Porque o cinema, ao contrário da realidade, “não inventa factos alternativos, mas sim cenários alternativos” para que as pessoas possam enfrentar situações delicadas nas suas vidas, como aquela que, segundo uma parte relevante dos eleitores americanos, poderá colocar Trump no poder. mira. centro das atenções. “Hoje a grande questão é o que é a verdade, não deveria ser. Trump está destruindo isso. Você está torcendo por ela e isso é assustador. Mas há sempre um momento em que vemos um ponto de viragem em que dizemos que já basta. No final das contas, a empatia é o que tem que vencer. “Espero que isso aconteça agora em novembro”, disse ele. Jane Rosenthal, o grande rosto deste evento que se expandiu pela cidade que nunca dorme, acredita que Tribeca, apesar dos desafios que a indústria enfrenta (pós-pandemia, greve dos actores e crescimento do streaming), pode continuar a fazê-lo. o que foi. projetado para fazer. “Queríamos deixar uma lembrança na cidade. Encontrar a melhor forma de contar histórias porque Tribeca ainda é um festival de bairro e ainda é uma oportunidade, num mundo tão dividido, de estarmos juntos e conversarmos.” Veremos se este caminho continua com uma paragem em Lisboa.

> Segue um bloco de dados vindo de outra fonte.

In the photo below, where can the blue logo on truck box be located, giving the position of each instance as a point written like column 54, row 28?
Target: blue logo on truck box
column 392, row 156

De volta à área de concertos, a hora do almoço começa a encher o Food Hall. Dentro da praça, onde acontecerão as conversas da seção “Histórias Não Contadas”, é bem possível que o garoto que pediu o autógrafo de Patty Jenkins estivesse tentando conseguir um lugar. O realizador está com o produtor Tony Gonçalves, Diogo Brito (da produtora 313) e o produtor John Kilik, colocando microfones num backstage improvisado, junto a uma grande prateleira repleta de garrafas de azeite. O elitismo deste tipo de festivais também assume aqui uma face complexa. Os convidados concordaram que o melhor é que os filmes possam continuar a ser lançados nos cinemas, mesmo que plataformas como Max, Netflix e Prime Video tenham conseguido mudar de rumo após a pandemia de Covid-19. E que os países continuem unindo forças em coproduções. E Patty Jenkins, a mais contundente do painel, e que viu que sua “Mulher Maravilha 1984” foi uma das primeiras a ser lançada em streaming em 2021, quis enfatizar que, embora o streaming possa trazer mais financiamento e mais diversidade, ele não é possível. esquecer o cinema. Nem numa altura em que o número de espectadores é trágico, tanto no estrangeiro como em Portugal. “O problema é que o streaming não tem fenômenos culturais como o cinema. Tenho amigos com filmes nessas plataformas, mas as pessoas não falam sobre esses filmes. Por outro lado, minha mãe ia ao cinema todos os dias, agora não tem cinema para ela. Nem para mim, que sou diretor.”